Artık Yunan Tragedyalarında hatta Shakespeare’den sonra, Antik Yunan’ı savunan Klasik çağda dahi Shakespeare’nin yazım gücüne ve boyutuna erişemezler. Grotesk öğeyi öylesine bilinçli kullanır ki Shakespeare, en önemli sahnelerde bile illüzyonu bertaraf ederek seyirciyi dumura uğratır. Tabi bu öğe Hamlet’te düzinelerce vardır.

III. Perde II.Sahne’yi ele alalım. Tiyatro grubu hazır, oyun başlamak üzere; Birazdan kral kendini sahnede görecek. Sahnenin duygu tonu yüksek, gerilim yaratılmış, Hamlet ve Ophelia konuşuyorlar;



HAMLET Aşna fişne sandınız değil mi?

Köylüler gibi yani? Ha ne sandınız?

OPHELİA Hiç Lordum.


HAMLET Bu güzel işte; bir “Hiç” demek ki,

Kadınların bacakları arasında yatan; sıfır yani.

OPHELİA Ne sıfır Lordum?

HAMLET Hiç.



İngiliz yazar Terry Eagleton’da, bu konu üzerinde duruyor. Elizabeth döneminde zaman zaman “Hiçbir şey” kadının cinsel organı anlamına geldiğini söylüyor. Şimdi o dönemin seyircisini düşünelim ve bu sahnedeki mecaza verdikleri tepkiyi tahayyül edelim. Tam bir illüzyon parçalanması. Ama Shakespeare bunu hep yapıyor. Tabi bu arada T.Eagleton durumu abartarak Hamlet ve Othello oyunlarını bu “Hiç” üzerinden değerlendiriyor. Zaman zaman kendini haklı çıkaracak şeylerde söylüyor.

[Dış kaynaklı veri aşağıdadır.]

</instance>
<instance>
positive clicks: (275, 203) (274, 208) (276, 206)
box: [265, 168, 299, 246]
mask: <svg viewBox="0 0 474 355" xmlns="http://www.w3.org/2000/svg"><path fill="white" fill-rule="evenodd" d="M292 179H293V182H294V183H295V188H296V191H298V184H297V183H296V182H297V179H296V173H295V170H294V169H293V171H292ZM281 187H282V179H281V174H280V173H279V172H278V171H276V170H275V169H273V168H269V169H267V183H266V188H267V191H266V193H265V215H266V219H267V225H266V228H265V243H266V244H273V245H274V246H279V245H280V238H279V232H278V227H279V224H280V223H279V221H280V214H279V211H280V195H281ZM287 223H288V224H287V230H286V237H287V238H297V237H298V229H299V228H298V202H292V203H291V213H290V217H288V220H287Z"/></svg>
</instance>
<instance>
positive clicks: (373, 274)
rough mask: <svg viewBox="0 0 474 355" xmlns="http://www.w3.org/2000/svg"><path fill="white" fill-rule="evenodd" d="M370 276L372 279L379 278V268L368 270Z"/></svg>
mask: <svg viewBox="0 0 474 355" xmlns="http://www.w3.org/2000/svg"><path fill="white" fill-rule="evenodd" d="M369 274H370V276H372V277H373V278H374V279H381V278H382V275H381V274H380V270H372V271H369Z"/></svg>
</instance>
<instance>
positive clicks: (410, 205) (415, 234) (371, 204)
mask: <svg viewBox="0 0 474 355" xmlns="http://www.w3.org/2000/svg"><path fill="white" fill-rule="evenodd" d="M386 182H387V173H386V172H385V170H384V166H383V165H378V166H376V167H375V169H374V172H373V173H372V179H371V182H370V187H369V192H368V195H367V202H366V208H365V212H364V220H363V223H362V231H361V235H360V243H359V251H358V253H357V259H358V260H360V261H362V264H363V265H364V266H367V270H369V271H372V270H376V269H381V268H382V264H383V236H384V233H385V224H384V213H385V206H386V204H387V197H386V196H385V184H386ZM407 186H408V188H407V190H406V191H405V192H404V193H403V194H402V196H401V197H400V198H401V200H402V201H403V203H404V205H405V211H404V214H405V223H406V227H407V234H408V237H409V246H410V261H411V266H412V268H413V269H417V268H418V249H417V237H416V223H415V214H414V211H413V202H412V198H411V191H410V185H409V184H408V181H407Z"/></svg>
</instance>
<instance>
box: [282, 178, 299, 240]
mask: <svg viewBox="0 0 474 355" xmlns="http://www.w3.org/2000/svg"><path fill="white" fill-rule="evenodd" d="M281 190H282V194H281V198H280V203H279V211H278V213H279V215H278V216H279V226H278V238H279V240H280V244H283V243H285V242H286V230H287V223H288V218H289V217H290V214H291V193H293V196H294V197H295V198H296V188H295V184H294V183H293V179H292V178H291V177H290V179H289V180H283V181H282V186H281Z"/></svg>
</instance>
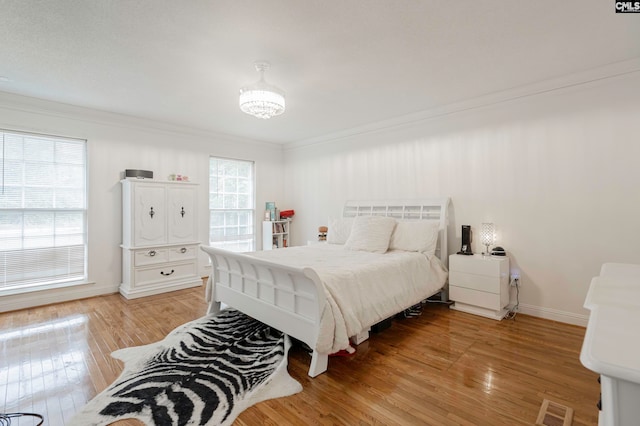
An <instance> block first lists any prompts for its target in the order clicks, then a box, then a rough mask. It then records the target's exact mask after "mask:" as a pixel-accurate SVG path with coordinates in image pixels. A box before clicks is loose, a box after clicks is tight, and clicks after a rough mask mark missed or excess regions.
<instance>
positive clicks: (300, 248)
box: [247, 244, 447, 353]
mask: <svg viewBox="0 0 640 426" xmlns="http://www.w3.org/2000/svg"><path fill="white" fill-rule="evenodd" d="M247 254H249V255H251V256H254V257H257V258H260V259H265V260H269V261H272V262H277V263H280V264H283V265H287V266H292V267H297V268H302V267H311V268H313V269H314V270H315V271H316V272H317V273H318V276H319V277H320V279H321V280H322V282H323V284H324V288H325V294H326V295H327V305H326V306H325V307H324V309H323V312H322V316H321V320H320V335H319V336H318V343H317V346H316V348H315V349H316V350H317V351H318V352H321V353H333V352H337V351H339V350H341V349H346V348H347V347H348V346H349V336H354V335H356V334H358V333H360V332H361V331H363V330H366V329H368V327H370V326H371V325H373V324H376V323H378V322H380V321H382V320H384V319H386V318H388V317H390V316H392V315H394V314H396V313H398V312H401V311H403V310H404V309H407V308H408V307H410V306H412V305H414V304H416V303H418V302H419V301H421V300H423V299H425V298H427V297H429V296H431V295H433V294H434V293H436V292H437V291H438V290H439V289H440V288H442V286H443V285H444V283H445V281H446V278H447V270H446V268H445V267H444V265H443V264H442V262H440V259H438V258H437V257H436V256H432V255H427V254H423V253H418V252H406V251H399V250H392V251H388V252H387V253H384V254H378V253H370V252H365V251H353V250H345V249H344V248H343V246H342V245H335V244H314V245H309V246H300V247H289V248H286V249H280V250H269V251H260V252H252V253H247Z"/></svg>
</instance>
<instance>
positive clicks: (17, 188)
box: [0, 130, 87, 294]
mask: <svg viewBox="0 0 640 426" xmlns="http://www.w3.org/2000/svg"><path fill="white" fill-rule="evenodd" d="M0 143H1V144H2V149H1V151H0V155H2V157H1V158H0V175H1V178H0V185H1V187H0V294H2V293H6V292H8V291H12V292H16V291H21V290H26V289H30V288H32V287H36V286H45V287H47V286H53V285H58V284H60V283H67V282H71V281H77V280H86V276H87V274H86V252H87V246H86V240H87V238H86V229H87V226H86V215H87V213H86V205H87V201H86V198H87V197H86V141H84V140H77V139H68V138H61V137H56V136H46V135H36V134H29V133H21V132H14V131H6V130H0Z"/></svg>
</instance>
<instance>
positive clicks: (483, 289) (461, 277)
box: [449, 271, 506, 300]
mask: <svg viewBox="0 0 640 426" xmlns="http://www.w3.org/2000/svg"><path fill="white" fill-rule="evenodd" d="M504 279H505V280H506V278H504ZM503 284H504V283H503V280H502V279H497V278H494V277H487V276H485V275H476V274H468V273H466V272H458V271H450V272H449V285H454V286H457V287H464V288H469V289H472V290H480V291H486V292H488V293H495V294H498V293H500V288H501V286H502V285H503ZM451 297H452V296H451ZM452 299H453V297H452ZM453 300H456V299H453Z"/></svg>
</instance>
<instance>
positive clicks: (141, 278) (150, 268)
mask: <svg viewBox="0 0 640 426" xmlns="http://www.w3.org/2000/svg"><path fill="white" fill-rule="evenodd" d="M194 276H197V267H196V262H190V263H180V264H169V265H161V266H157V267H154V268H136V270H135V282H136V283H135V285H136V287H138V286H144V285H149V284H161V283H162V282H164V281H167V282H168V281H173V280H177V279H181V278H187V277H194Z"/></svg>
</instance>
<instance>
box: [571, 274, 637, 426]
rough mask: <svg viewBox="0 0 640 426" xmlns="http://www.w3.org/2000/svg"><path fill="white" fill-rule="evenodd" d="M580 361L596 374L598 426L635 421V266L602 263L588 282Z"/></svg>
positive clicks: (636, 312)
mask: <svg viewBox="0 0 640 426" xmlns="http://www.w3.org/2000/svg"><path fill="white" fill-rule="evenodd" d="M584 307H585V308H587V309H589V310H590V311H591V315H590V316H589V323H588V324H587V332H586V334H585V338H584V342H583V344H582V351H581V353H580V361H581V362H582V364H583V365H584V366H585V367H587V368H588V369H589V370H592V371H594V372H596V373H599V374H600V379H601V392H602V394H601V404H602V405H601V406H602V409H601V411H600V416H599V421H598V424H599V425H600V426H614V425H615V426H626V425H634V426H636V425H638V424H639V421H640V265H629V264H614V263H607V264H604V265H603V266H602V269H601V271H600V276H598V277H595V278H593V280H592V281H591V286H590V287H589V292H588V293H587V297H586V299H585V303H584Z"/></svg>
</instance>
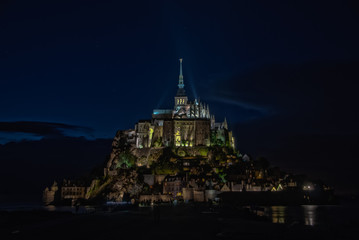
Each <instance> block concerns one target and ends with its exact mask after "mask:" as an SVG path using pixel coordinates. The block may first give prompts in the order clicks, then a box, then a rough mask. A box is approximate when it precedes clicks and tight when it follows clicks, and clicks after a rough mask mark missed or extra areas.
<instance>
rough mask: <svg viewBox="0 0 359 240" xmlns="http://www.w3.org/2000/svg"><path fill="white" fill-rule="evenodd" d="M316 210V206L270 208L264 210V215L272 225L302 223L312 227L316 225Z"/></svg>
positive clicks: (269, 207)
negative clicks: (264, 215)
mask: <svg viewBox="0 0 359 240" xmlns="http://www.w3.org/2000/svg"><path fill="white" fill-rule="evenodd" d="M317 208H318V206H317V205H302V206H296V207H288V206H271V207H265V208H264V215H265V216H267V217H269V218H270V219H271V220H272V222H273V223H288V224H297V223H302V224H304V225H308V226H314V225H317V210H318V209H317Z"/></svg>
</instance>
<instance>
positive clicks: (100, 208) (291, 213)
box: [0, 199, 359, 226]
mask: <svg viewBox="0 0 359 240" xmlns="http://www.w3.org/2000/svg"><path fill="white" fill-rule="evenodd" d="M40 210H45V211H59V212H73V213H92V212H96V211H101V207H99V206H80V208H79V209H76V208H75V207H73V206H52V205H50V206H43V205H42V204H41V203H39V202H32V203H21V202H17V203H1V202H0V212H1V211H40ZM252 212H254V213H255V214H257V215H258V216H263V217H264V218H266V219H267V220H268V221H271V222H272V223H276V224H289V225H294V224H300V225H307V226H321V225H322V226H335V225H343V224H346V225H353V224H359V201H358V200H357V199H356V200H350V201H342V202H341V203H340V204H338V205H296V206H259V207H256V208H255V209H252Z"/></svg>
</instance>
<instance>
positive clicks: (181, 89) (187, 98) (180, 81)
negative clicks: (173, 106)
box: [175, 58, 188, 109]
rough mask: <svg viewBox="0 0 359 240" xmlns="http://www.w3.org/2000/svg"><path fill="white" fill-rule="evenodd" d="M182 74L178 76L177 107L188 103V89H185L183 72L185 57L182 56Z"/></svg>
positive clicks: (186, 104)
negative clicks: (186, 91) (187, 90)
mask: <svg viewBox="0 0 359 240" xmlns="http://www.w3.org/2000/svg"><path fill="white" fill-rule="evenodd" d="M179 61H180V75H179V78H178V90H177V94H176V96H175V109H176V108H177V107H178V106H185V105H187V101H188V98H187V95H186V91H185V90H184V83H183V73H182V61H183V59H182V58H180V59H179Z"/></svg>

Başta da değindiğimiz gibi herkesin söyleyecek sözü olmuştur Hamlet üzerine. (Burada benim yaptığım gibi) Şimdi bir karşılaştırma yapalım. Önce alıntılar;

“Hamlet içine kapanık, yüzü solgun, dış dünyaya olan ilgisi, gün geçtikçe, kuşkusunu besleyerek sonunu hazırlayan bir kahramandır.”



“Hamlet, hırslı, coşkulu, huzursuz ve düzeni bozulmuştur…”3

Diğerine geçelim;

“Hamlet, değişik deneyimin beklentisi içinde olan Kralı, eğer “fare kapanı” adlı oyunun gösterisi için ayartmasaydı, Claudius’un vicdanına yönelmeyecekti.”4

Şimdi bu düşünceleri karşılaştırırsak Ö.Nutku’nun dedikleri olsaydı, nasıl Hamlet “fare kapanı”gibi bir oyunu organize edebilirdi. Dış dünyayla bağlantısı kesilmiş, bilincinin zembereği atmış bir Hamlet nasıl oyuncularla böyle konuşabilirdi. (Gerçekten de Hamlet’in oyunculara söylediği şey bugün bile oyunculuk sanatı için geçerli. Yoksa bu fikirler Hamlet’in değilde Shakespeare’in mi? Öyleyse Hamlet neden söylüyor?) Genel olarak Türkiye’de Hamlet melankolik bir karakter olarak algılanıyor. Bu da kestirme bir düşünce gibi geliyor bana.

Şimdi bir de Psikanalistlere kurak verelim. 1955 yılında Ernst Jones ünlü bir çözümleme ortaya çıkartmıştır. Bunu Berna Moran’ın vurgulamalarıyla aktaralım.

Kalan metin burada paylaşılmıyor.